En un estudio longitudinal en el que participan centenares de voluntarios desde hace años, el estudio Baltimore, se ha demostrado que la reducción en la capacidad metabólica asociada al envejecimiento se relaciona con el aumento del volumen del ventrículo cerebral -el espacio “hueco” del cerebro-. Y eso lleva a un aumento de la neurodegeneración y de la atrofia del órgano pensante.
Si reducir la capacidad metabólica implica pérdida de volumen cerebral, podemos deducir que una mejor utilización de la energía mediante la práctica del ejercicio podría ralentizar la pérdida de tejido en el cerebro.
¿Es así? Responderlo no es sencillo. Sobre todo, porque uno de los principales escollos que nos encontramos a la hora de determinar el efecto de cualquier intervención sobre el cerebro es la práctica imposibilidad de comprobar rápidamente sus consecuencias.
El cerebro no es como la sangre o el músculo, que rápidamente muestran una respuesta fácilmente medible de manera directa o a partir de componentes sanguíneos. Lo bueno es que la llegada de métodos de imagen cada vez más fiables está permitiendo detectar algunas modificaciones estructurales en ciertas zonas del cerebro.
Hace ya tiempo que tenemos indicios de que la práctica de ejercicio físico mejora la capacidad cognitiva e incrementa el tamaño de determinadas áreas del cerebro, especialmente de las relacionadas con la memoria.
Por ejemplo, en 2011 se publicó un artículo en PNAS (Documentos de la Academia Nacional de Ciencias de EE.UU.) donde se indicaba que el ejercicio físico aumentaba el volumen del hipocampo, la sección del cerebro donde reside la memoria.
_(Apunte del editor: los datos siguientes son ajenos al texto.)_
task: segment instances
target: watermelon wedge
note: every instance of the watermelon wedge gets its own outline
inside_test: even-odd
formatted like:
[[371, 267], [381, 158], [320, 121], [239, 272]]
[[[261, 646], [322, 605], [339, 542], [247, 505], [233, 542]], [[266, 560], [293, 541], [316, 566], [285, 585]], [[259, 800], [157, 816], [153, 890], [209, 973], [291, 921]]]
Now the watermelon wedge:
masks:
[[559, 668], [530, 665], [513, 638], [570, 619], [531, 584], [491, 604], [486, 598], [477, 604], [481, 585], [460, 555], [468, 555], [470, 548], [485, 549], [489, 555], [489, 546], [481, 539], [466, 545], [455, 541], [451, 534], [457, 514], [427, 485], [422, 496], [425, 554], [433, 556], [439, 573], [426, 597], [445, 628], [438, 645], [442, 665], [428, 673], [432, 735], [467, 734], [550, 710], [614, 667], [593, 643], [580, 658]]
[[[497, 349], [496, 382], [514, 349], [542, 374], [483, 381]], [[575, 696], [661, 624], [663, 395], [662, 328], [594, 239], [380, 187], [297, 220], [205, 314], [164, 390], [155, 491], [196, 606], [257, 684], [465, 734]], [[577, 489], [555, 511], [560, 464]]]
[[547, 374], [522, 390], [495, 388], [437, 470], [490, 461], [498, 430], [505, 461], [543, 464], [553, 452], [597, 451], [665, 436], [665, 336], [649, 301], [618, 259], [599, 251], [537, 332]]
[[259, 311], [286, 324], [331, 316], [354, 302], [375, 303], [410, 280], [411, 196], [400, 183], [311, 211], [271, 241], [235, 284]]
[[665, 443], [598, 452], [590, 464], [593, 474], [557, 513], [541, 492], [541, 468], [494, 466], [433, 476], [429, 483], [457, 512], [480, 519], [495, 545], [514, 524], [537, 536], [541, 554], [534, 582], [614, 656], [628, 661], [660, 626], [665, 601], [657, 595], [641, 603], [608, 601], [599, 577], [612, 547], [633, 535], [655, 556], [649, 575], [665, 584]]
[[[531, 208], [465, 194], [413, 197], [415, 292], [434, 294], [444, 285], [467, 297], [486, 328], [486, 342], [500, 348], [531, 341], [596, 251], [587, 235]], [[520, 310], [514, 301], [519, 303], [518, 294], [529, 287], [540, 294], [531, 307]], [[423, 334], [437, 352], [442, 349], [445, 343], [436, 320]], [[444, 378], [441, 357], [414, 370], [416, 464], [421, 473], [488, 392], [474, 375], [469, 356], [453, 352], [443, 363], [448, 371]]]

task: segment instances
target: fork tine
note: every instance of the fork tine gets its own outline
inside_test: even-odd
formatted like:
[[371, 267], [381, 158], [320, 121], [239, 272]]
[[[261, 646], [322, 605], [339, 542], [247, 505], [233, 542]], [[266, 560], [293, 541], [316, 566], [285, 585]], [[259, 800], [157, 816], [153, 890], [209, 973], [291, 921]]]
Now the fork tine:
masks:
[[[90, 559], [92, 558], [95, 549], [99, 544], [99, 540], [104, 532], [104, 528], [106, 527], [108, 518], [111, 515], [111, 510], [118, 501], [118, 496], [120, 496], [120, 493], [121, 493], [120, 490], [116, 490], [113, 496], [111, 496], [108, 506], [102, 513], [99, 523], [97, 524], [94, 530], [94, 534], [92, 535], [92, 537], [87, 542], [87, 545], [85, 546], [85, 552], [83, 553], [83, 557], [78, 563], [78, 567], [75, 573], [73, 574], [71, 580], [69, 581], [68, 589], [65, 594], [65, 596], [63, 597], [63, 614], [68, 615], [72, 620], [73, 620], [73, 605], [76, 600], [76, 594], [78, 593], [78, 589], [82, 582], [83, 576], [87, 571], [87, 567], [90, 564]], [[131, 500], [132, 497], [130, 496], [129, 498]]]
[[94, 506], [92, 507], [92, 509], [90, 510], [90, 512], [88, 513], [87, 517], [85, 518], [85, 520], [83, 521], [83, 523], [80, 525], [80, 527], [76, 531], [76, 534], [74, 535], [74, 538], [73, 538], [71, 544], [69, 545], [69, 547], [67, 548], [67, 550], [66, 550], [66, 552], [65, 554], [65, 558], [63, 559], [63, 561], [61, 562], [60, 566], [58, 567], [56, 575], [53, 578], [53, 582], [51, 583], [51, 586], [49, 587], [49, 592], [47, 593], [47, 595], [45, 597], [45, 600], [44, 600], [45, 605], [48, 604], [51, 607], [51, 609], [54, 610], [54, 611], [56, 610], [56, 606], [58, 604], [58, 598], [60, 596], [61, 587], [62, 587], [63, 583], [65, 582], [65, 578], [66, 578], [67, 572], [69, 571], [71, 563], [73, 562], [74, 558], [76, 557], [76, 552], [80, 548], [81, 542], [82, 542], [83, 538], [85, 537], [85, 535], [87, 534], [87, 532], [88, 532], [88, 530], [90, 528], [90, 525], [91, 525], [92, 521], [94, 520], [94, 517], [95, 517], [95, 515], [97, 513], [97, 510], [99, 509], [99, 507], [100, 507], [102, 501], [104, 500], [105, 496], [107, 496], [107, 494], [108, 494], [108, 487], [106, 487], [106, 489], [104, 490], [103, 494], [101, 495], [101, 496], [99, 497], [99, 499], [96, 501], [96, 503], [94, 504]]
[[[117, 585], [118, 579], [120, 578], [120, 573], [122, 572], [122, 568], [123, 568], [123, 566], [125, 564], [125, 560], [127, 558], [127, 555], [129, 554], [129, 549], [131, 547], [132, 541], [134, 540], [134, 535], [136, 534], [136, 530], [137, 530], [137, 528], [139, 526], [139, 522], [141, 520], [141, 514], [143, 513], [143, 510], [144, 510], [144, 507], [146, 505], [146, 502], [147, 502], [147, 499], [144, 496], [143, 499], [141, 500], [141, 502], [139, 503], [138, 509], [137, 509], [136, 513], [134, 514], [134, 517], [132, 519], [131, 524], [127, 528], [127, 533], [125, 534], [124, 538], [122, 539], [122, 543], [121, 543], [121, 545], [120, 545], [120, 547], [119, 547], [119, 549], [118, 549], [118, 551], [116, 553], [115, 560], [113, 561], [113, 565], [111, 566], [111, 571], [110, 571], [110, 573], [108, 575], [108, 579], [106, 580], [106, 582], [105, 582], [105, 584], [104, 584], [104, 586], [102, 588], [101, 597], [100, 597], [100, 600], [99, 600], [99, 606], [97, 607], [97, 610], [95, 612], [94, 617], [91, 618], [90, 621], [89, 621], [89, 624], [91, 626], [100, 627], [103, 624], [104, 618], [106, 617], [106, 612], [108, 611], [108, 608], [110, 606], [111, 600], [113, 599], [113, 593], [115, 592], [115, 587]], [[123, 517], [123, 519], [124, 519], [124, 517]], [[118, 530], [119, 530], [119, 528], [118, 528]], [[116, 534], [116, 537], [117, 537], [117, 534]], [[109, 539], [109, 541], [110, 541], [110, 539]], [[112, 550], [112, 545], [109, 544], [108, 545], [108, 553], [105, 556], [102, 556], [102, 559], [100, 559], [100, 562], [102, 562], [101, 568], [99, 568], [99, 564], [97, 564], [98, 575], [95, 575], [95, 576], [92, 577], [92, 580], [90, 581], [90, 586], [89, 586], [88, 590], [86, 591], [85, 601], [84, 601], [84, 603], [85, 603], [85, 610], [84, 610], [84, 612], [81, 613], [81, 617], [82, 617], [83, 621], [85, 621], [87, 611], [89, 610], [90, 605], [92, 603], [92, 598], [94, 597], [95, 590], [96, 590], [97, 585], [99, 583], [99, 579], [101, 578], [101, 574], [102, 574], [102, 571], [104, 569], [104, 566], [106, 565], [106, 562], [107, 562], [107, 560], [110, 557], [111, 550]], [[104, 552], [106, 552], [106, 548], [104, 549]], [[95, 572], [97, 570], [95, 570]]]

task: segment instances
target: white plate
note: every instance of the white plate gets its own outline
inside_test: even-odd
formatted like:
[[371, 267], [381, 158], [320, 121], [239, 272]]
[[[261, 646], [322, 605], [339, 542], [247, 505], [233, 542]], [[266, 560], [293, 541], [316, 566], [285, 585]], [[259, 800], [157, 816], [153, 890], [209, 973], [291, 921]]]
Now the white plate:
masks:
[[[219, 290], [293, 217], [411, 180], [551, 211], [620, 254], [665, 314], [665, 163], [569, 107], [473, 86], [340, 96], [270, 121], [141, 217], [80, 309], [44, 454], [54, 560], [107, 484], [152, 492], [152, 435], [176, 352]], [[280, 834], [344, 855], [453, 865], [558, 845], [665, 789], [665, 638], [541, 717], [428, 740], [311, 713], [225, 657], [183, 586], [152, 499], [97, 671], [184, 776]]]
En otros estudios en personas mayores se demostró que el ejercicio físico también prevenía la pérdida de volumen en esta zona del cerebro.
Por otro lado, la práctica de ejercicio físico controlado en una población de personas mayores ha sacado a la luz que existe una correlación positiva entre la práctica del ejercicio físico y la cantidad de sustancia gris en otras zonas del cerebro sensibles a la degeneración asociada con el envejecimiento.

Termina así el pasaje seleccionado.